Personal information
- Full name: Alexander Wallace
- Date of birth: 1872
- Place of birth: Darwen, England
- Date of death: 1950 (aged 77–78)
- Place of death: Bolton, England
- Position(s): Outside left

Senior career*
- Years: Team / Apps / (Gls)
- –: Blackpool
- 1894: Ardwick / 6 / (1)
- 1894: Baltimore Orioles
- 1897–1898: Small Heath / 2 / (1)
- 1898–1???: Hereford Thistle

= Alec Wallace =

English footballer

Alexander Wallace (1872–1950) was an English professional footballer who played in the Football League for Ardwick and Small Heath. He played as an outside left.

==Career==
Wallace was born in Darwen, Lancashire. He played for Blackpool before making his Football League debut for Ardwick in the 1893–94 season. In 1894 he, together with teammates Mitchell Calvey, Archibald Ferguson and Tommy Little, left Ardwick, by then renamed Manchester City, to play for Baltimore Orioles F.C. in the newly formed American League of Professional Football. Most of the teams in the league, formed by owners of the National Baseball League in competition with the American Football Association, featured coaches, if not players, from their associated baseball team. Baltimore Orioles brought in a soccer coach, A.W. Stewart, whose team of imported professionals won their opening games comprehensively, thus upsetting the other owners. The U.S. government threatened to investigate the use of foreign professionals, and in face of this threat and the owners' reluctance to subsidise poorly attended matches, the league soon folded.
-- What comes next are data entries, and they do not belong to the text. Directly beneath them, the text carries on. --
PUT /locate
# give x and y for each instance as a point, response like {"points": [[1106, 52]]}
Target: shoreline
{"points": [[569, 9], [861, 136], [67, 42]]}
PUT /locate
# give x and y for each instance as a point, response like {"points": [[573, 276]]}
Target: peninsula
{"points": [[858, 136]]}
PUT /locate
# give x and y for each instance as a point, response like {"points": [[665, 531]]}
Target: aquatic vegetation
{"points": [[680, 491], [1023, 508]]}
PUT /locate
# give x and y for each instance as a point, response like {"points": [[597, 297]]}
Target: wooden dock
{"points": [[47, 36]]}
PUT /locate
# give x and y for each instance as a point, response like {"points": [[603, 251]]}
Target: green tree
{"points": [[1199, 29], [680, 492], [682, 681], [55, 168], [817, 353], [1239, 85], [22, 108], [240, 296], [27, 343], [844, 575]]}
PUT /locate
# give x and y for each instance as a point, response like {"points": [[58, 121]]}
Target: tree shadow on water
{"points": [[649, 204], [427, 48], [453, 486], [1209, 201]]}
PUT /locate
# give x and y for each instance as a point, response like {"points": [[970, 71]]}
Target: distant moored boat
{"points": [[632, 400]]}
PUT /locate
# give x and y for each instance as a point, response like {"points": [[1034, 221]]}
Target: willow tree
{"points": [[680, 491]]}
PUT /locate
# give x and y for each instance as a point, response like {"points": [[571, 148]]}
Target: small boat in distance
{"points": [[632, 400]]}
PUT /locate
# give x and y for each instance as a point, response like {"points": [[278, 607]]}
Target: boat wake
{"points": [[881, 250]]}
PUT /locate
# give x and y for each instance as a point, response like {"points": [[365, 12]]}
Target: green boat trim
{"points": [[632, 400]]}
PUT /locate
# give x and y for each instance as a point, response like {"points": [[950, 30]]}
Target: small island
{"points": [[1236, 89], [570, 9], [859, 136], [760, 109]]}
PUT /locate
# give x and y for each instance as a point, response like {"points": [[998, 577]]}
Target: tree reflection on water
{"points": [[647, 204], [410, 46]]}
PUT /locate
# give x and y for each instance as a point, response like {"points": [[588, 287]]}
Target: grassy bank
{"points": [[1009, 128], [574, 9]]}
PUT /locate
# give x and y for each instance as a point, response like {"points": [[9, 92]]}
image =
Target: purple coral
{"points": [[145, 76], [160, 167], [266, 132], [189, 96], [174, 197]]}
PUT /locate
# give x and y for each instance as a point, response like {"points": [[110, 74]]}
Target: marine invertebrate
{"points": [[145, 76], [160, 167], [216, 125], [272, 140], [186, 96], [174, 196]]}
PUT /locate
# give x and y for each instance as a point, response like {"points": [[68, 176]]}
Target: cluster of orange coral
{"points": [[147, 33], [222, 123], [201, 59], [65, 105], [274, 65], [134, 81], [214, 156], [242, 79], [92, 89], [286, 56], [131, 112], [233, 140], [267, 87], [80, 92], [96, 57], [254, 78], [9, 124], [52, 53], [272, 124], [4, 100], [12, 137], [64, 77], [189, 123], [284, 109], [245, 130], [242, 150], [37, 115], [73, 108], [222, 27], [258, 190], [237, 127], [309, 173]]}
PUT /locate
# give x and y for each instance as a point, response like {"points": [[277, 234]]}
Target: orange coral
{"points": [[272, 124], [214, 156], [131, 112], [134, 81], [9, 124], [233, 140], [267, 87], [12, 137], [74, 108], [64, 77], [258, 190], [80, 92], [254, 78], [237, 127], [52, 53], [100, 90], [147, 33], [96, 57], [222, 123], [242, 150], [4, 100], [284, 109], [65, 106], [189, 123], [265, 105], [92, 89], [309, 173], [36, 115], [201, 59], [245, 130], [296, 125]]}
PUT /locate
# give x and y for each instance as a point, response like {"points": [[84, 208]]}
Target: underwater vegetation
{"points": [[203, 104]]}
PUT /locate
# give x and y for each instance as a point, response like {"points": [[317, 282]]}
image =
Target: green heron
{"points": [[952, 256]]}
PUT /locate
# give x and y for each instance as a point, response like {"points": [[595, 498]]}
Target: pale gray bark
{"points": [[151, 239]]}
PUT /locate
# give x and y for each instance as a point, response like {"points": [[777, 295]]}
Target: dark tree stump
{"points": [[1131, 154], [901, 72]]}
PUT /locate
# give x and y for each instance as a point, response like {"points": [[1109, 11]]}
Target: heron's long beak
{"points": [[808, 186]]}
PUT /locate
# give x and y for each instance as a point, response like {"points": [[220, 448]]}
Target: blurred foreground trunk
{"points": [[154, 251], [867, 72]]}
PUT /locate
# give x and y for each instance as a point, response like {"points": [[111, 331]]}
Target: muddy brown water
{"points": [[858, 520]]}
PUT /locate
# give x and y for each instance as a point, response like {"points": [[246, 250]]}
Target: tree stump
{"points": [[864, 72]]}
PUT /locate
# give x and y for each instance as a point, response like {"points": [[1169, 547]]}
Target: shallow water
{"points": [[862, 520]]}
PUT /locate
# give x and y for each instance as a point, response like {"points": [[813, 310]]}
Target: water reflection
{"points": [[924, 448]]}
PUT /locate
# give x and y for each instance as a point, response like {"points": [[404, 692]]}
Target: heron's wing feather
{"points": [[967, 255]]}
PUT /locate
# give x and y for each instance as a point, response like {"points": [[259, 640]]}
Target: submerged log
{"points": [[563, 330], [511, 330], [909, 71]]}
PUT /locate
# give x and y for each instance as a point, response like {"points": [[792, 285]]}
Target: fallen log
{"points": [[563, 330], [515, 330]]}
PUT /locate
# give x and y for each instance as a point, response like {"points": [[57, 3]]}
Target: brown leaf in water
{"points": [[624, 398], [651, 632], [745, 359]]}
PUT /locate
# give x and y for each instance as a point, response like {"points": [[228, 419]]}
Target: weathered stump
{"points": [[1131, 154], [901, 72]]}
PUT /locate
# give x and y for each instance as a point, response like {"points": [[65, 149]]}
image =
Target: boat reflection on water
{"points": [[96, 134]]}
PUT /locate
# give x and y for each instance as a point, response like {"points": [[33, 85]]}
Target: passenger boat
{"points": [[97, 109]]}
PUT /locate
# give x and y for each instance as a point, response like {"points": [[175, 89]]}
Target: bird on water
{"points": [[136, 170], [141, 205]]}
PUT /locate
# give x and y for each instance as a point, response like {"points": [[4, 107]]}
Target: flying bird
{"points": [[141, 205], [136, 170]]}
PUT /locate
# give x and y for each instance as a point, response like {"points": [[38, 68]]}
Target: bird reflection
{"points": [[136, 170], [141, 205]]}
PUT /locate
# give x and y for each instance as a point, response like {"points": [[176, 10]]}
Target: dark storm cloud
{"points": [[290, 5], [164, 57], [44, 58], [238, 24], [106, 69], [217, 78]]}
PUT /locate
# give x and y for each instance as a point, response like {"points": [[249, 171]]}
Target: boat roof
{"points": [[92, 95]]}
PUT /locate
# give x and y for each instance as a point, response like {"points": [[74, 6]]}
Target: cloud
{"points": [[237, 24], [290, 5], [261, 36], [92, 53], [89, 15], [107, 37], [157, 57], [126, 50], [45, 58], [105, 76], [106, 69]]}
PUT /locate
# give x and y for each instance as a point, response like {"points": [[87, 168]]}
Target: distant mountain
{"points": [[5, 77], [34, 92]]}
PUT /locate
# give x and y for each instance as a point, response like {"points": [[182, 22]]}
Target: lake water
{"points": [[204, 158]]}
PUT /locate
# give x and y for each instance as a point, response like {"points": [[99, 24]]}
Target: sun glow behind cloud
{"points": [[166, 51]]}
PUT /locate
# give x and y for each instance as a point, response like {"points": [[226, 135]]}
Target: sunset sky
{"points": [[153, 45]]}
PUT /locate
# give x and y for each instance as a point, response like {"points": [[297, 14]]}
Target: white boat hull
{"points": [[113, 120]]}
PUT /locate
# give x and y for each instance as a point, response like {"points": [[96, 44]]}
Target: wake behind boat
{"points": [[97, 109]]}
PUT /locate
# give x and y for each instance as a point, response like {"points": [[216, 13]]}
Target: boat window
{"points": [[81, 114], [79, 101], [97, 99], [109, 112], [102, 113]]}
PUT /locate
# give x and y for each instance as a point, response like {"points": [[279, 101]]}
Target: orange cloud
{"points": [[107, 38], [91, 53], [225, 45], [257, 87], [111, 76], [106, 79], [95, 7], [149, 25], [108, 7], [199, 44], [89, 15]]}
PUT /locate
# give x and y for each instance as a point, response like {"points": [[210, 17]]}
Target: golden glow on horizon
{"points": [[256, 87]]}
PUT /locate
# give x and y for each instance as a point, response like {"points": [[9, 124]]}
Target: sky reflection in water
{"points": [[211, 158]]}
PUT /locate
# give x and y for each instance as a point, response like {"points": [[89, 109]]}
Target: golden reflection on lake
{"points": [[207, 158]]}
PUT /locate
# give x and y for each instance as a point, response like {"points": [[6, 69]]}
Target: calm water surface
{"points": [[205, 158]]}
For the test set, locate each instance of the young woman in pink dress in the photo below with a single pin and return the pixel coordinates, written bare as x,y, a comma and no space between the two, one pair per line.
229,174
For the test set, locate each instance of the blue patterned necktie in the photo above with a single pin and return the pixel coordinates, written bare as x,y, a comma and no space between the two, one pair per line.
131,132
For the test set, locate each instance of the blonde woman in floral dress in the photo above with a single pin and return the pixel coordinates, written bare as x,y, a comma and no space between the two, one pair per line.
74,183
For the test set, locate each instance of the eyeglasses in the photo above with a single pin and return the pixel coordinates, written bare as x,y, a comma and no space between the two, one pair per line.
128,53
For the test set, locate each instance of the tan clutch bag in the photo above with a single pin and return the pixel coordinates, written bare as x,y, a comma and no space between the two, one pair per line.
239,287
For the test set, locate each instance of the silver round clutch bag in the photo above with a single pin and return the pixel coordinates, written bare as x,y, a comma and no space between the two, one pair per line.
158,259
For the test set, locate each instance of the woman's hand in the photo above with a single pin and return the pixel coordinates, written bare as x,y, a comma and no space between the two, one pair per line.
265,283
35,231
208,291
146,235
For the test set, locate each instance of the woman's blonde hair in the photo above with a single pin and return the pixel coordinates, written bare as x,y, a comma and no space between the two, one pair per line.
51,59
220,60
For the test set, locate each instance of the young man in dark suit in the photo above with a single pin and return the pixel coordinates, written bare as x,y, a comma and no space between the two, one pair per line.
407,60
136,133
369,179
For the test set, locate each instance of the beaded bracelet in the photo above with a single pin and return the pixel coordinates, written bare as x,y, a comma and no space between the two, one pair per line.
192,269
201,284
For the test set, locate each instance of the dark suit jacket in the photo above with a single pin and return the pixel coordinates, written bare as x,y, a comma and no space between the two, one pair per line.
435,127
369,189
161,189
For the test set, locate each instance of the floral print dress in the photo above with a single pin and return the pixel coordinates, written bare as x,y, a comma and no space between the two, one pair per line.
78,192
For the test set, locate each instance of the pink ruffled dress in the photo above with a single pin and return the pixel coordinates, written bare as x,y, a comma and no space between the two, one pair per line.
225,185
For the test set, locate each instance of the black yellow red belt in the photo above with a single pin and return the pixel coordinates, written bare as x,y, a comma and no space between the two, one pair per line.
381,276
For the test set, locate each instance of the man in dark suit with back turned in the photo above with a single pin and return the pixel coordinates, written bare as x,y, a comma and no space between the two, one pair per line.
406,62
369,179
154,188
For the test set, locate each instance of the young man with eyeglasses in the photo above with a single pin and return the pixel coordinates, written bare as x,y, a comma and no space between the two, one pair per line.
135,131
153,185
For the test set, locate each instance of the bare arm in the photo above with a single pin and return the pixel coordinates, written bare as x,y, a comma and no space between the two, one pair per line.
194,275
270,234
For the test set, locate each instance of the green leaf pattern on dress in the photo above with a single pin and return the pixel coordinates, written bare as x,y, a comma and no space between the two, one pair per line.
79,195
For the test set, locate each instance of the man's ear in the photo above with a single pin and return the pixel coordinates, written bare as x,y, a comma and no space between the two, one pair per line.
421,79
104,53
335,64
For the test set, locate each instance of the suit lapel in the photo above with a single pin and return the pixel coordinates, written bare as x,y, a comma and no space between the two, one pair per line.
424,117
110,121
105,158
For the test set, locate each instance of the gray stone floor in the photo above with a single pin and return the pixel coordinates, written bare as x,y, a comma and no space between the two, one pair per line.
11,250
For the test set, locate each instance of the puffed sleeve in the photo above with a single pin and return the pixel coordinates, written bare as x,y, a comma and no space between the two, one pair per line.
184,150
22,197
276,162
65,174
On the players' return to England, Little was forgiven by his former employers and restored to Manchester City's team. Wallace, on the other hand, was unable to find another footballing employment until he signed for Small Heath in 1897. He played only twice in the league for Small Heath: his "three years of inactivity showed", and after a few months he dropped into non-league football with Hereford Thistle.

Wallace died in Bolton, Lancashire, in 1950, aged about 78.